With its effort to conscript young people for military service in Myanmar facing intense resistance from young people, their families, and the local administrators who help select conscripts, the military is turning to a foolproof method of replenishing its ranks: recruitment at gunpoint.
In Magwe Region’s Aunglan town, the military forcibly has recruited about 140 young men since late last month, but about 60 of them escaped or bribed their way out, according to residents and resistance fighters in the township.
Junta troops began rounding up men between 18 and 35 years in Aunglan town and nearby villages in late April to meet their target for the second batch of recruits.
The junta’s move to forcibly recruit new soldiers occurred after many of those whose names were put on a list to select conscripts via a random draw fled the town, a spokesperson for a resistance group based in Aunglan said.
Residents of the town said most arrests were made at checkpoints leading into the town. Those arrested were sent to the town’s No.1 Basic Education High School and subsequently transferred to Magwe town.
“In Aunglan, almost 140 [conscripts] have been arrested since April 25, but some paid bribes and some ran away to escape. The military sent a total of 80 draftees to Magwe on May 8,” the spokesperson for the resistance group said, adding that they were sent to a military training school in the region’s capital.
The regime activated the conscription law on Feb. 10. It allows the junta to recruit anyone between 18 and 35 years of age to serve in the military for at least two years. The law’s activation introduced mandatory military service in Myanmar for the first time.
The law is widely seen as an attempt to circumvent the loathing most people in Myanmar feel for the junta’s military, which is facing a recruitment crisis at the same time it is attempting to cope with escalating military offensives by ethnic armed groups and allied revolutionary forces throughout the country.
The first batch of 5,000 conscripts was sent to more than 150 military centers across the country starting March 27, according to Burma Affairs and Conflict Study, a non-profit that monitors junta war crimes.
For the second batch, the regime started rounding up new recruits in late April in all seven of Myanmar’s regions and three of the seven ethnic states, sources said. (Junta recruitment officials in Naypyitaw and Yangon, however, told The Irrawaddy last week that recruitment for the second batch officially began in May.)
The owner of a transport company in Aunglan said two of his workers were abducted by junta troops in late April for the second batch of conscripts.
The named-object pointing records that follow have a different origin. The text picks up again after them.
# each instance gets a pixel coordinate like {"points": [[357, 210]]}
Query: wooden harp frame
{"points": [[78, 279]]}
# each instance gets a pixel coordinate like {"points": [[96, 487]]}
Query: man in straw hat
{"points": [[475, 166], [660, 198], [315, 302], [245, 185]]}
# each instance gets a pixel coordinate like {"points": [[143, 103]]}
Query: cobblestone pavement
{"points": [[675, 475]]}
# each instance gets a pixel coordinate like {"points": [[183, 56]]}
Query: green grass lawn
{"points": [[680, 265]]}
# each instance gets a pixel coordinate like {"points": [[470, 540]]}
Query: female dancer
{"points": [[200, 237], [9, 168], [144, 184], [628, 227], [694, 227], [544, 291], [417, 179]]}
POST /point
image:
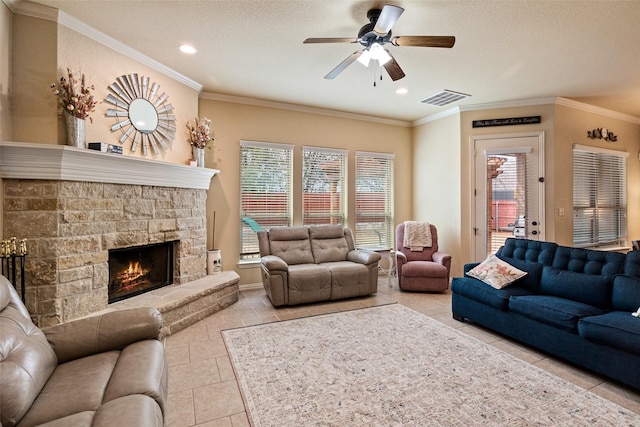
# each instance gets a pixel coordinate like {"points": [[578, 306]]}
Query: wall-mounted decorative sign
{"points": [[512, 121], [602, 133], [141, 114]]}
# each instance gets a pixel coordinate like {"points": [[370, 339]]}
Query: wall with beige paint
{"points": [[571, 126], [436, 183], [34, 50], [35, 115], [5, 71], [233, 122]]}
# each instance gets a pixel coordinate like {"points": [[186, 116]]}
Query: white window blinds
{"points": [[599, 197], [324, 178], [266, 187], [374, 200]]}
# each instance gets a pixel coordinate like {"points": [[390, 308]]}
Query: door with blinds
{"points": [[509, 190]]}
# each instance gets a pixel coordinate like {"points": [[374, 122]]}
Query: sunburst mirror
{"points": [[143, 116]]}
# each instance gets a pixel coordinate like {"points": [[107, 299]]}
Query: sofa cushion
{"points": [[496, 273], [26, 358], [582, 275], [558, 312], [478, 291], [348, 279], [618, 329], [529, 256], [626, 293], [632, 264], [74, 387], [308, 283], [328, 243], [588, 261], [291, 244]]}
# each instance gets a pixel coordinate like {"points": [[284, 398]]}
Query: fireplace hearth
{"points": [[133, 271]]}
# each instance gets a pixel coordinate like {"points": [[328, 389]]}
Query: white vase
{"points": [[198, 156], [214, 261], [75, 130]]}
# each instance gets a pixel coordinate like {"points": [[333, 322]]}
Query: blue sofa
{"points": [[574, 304]]}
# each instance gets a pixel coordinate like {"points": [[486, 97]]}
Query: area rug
{"points": [[392, 366]]}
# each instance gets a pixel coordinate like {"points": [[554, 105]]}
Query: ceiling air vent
{"points": [[443, 98]]}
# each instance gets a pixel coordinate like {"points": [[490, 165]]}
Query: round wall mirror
{"points": [[141, 115]]}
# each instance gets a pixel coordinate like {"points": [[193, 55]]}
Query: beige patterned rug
{"points": [[392, 366]]}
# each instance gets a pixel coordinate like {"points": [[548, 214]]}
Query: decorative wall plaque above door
{"points": [[143, 116]]}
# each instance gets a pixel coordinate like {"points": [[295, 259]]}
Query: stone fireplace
{"points": [[134, 271], [75, 206]]}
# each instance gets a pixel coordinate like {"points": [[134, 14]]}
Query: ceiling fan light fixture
{"points": [[365, 58], [379, 54]]}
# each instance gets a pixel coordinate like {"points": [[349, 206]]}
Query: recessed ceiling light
{"points": [[187, 48]]}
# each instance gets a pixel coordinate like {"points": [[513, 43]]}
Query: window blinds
{"points": [[266, 187], [599, 197], [374, 200], [324, 178]]}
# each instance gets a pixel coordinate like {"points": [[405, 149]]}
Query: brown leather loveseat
{"points": [[315, 263], [107, 370]]}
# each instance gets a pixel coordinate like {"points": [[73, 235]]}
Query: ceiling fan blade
{"points": [[344, 64], [387, 18], [424, 41], [330, 40], [394, 70]]}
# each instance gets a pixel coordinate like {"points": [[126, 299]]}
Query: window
{"points": [[266, 186], [599, 197], [324, 177], [374, 200]]}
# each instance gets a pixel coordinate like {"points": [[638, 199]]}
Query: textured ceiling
{"points": [[505, 50]]}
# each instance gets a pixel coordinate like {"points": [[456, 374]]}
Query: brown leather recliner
{"points": [[106, 370]]}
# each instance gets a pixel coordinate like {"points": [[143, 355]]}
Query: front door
{"points": [[509, 190]]}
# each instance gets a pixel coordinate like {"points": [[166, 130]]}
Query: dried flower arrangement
{"points": [[199, 133], [74, 96]]}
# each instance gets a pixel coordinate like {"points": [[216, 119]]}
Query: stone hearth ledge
{"points": [[182, 305], [23, 160]]}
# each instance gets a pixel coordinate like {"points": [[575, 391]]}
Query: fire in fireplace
{"points": [[136, 270]]}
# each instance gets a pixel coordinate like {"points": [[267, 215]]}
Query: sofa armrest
{"points": [[110, 331], [272, 263], [363, 256]]}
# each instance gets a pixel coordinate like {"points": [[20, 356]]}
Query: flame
{"points": [[134, 269]]}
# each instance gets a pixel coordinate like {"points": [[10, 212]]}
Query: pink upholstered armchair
{"points": [[426, 270]]}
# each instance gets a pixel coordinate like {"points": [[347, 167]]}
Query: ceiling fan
{"points": [[374, 35]]}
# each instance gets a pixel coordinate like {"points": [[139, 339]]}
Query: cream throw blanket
{"points": [[417, 235]]}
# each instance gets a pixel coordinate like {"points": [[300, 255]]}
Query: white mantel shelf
{"points": [[21, 160]]}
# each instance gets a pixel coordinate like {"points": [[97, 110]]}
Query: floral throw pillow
{"points": [[495, 272]]}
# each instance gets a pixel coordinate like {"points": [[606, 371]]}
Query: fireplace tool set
{"points": [[12, 252]]}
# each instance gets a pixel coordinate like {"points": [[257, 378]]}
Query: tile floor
{"points": [[203, 390]]}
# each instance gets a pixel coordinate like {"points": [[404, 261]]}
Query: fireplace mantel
{"points": [[20, 160]]}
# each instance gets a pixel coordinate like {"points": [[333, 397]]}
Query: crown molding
{"points": [[596, 110], [528, 103], [34, 10], [301, 108], [100, 37], [49, 13]]}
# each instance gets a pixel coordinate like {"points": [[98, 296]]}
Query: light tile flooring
{"points": [[203, 390]]}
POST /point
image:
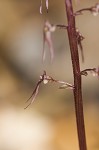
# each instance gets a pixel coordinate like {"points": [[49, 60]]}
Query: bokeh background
{"points": [[49, 123]]}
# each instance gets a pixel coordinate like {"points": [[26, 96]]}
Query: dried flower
{"points": [[48, 29]]}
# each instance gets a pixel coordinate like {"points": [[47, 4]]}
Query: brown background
{"points": [[49, 123]]}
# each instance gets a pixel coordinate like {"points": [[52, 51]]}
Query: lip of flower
{"points": [[46, 6]]}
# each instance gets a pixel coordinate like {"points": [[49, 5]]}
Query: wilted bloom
{"points": [[46, 6], [48, 29]]}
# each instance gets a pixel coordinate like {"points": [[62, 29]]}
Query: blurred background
{"points": [[49, 123]]}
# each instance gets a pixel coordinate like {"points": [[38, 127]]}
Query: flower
{"points": [[48, 29], [41, 6]]}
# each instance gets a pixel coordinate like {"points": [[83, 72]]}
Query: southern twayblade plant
{"points": [[44, 78], [47, 38], [94, 10], [75, 40], [46, 1]]}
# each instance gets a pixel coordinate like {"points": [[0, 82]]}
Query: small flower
{"points": [[48, 29], [79, 41], [95, 9], [93, 71], [46, 79], [46, 6]]}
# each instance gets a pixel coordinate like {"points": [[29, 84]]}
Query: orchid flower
{"points": [[47, 38], [46, 6], [46, 79]]}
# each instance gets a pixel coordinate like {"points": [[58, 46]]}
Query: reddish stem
{"points": [[77, 75]]}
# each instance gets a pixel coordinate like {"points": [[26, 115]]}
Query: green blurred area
{"points": [[49, 123]]}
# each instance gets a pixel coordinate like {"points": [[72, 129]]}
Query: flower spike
{"points": [[48, 29], [46, 6], [46, 79]]}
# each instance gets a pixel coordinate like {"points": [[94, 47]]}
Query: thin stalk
{"points": [[77, 75]]}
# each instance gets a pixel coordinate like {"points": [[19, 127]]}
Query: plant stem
{"points": [[77, 75]]}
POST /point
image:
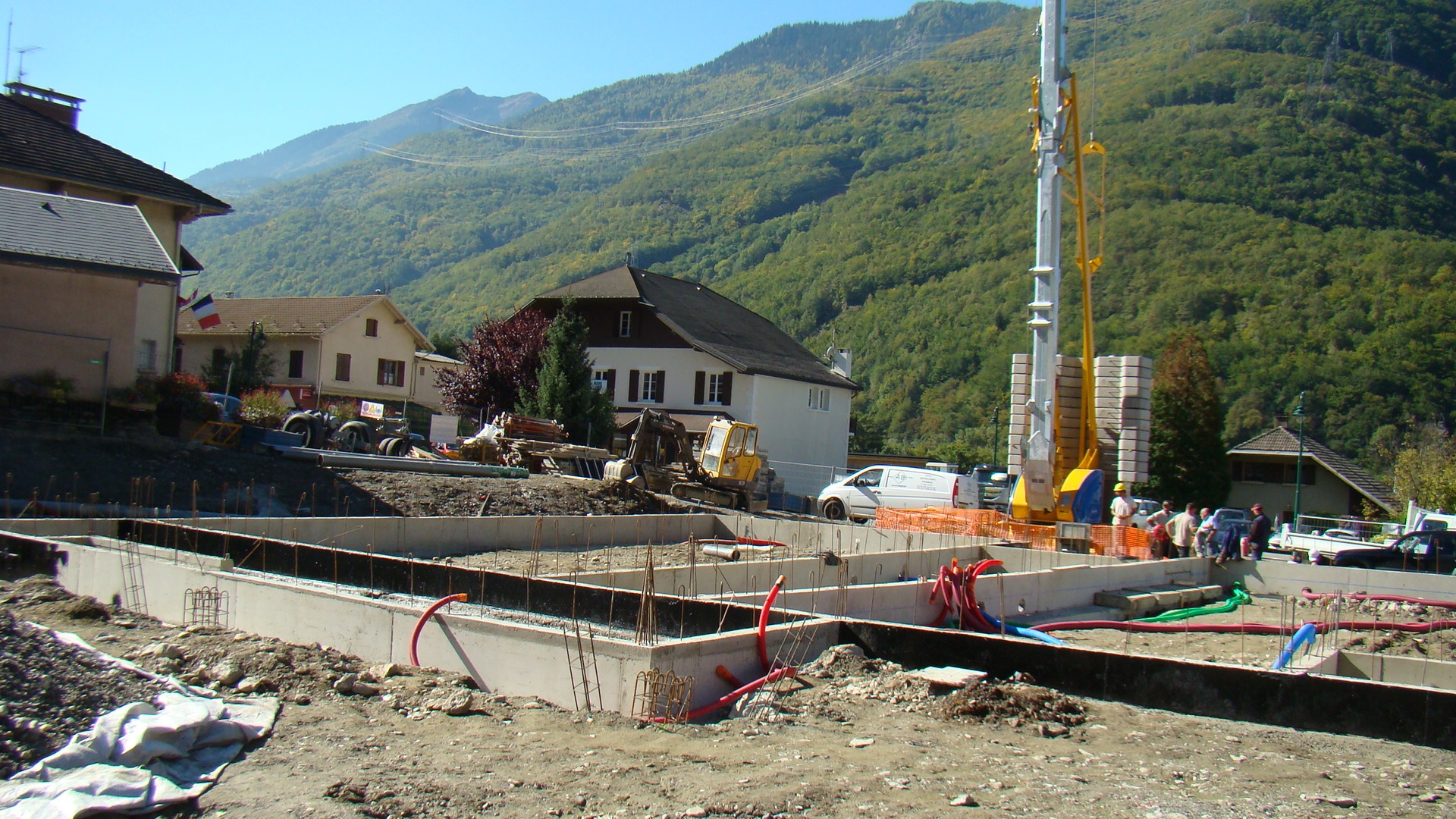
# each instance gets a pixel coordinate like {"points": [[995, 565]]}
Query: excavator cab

They tried to bribe military officers by offering to pay US$ 2,400 each to be released but were refused.
Regime soldiers called owners of all transport companies in Aunglan to a meeting where they ordered them to send vehicles and drivers to their bases when they asked to use them, the transport company owner said.
“We heard they will abduct more people in Aunglan,” a resident of the town told The Irrawaddy.
According to the spokesperson of the Aunglan resistance force, the military junta aims to round up 250 young men in Aunglan for the second batch of conscripts. Sources in Aunglan say 80 young men have been sent to Magwe for training, but junta officials said they want 250 for the second batch.
Most ward administrators are reluctant to participate in the military’s recruiting drive because they face assassination by local People’s Defense Forces if they do, sources in Aunglan said.
Potential recruits whose names were on the list for the second batch of conscripts escaped before the random draw was held to determine who on the lists would be selected because some ward administrators delayed the process, the spokesperson for the resistance force said.
“Most residents of the town do not go outside their homes now. Some people joined the local resistance forces … I want to tell Aunglan residents that we won’t leave them alone,” the spokesperson added.
The junta began basic training for conscripts at military bases and training schools across the country in April with an initial batch of 5,000 young men.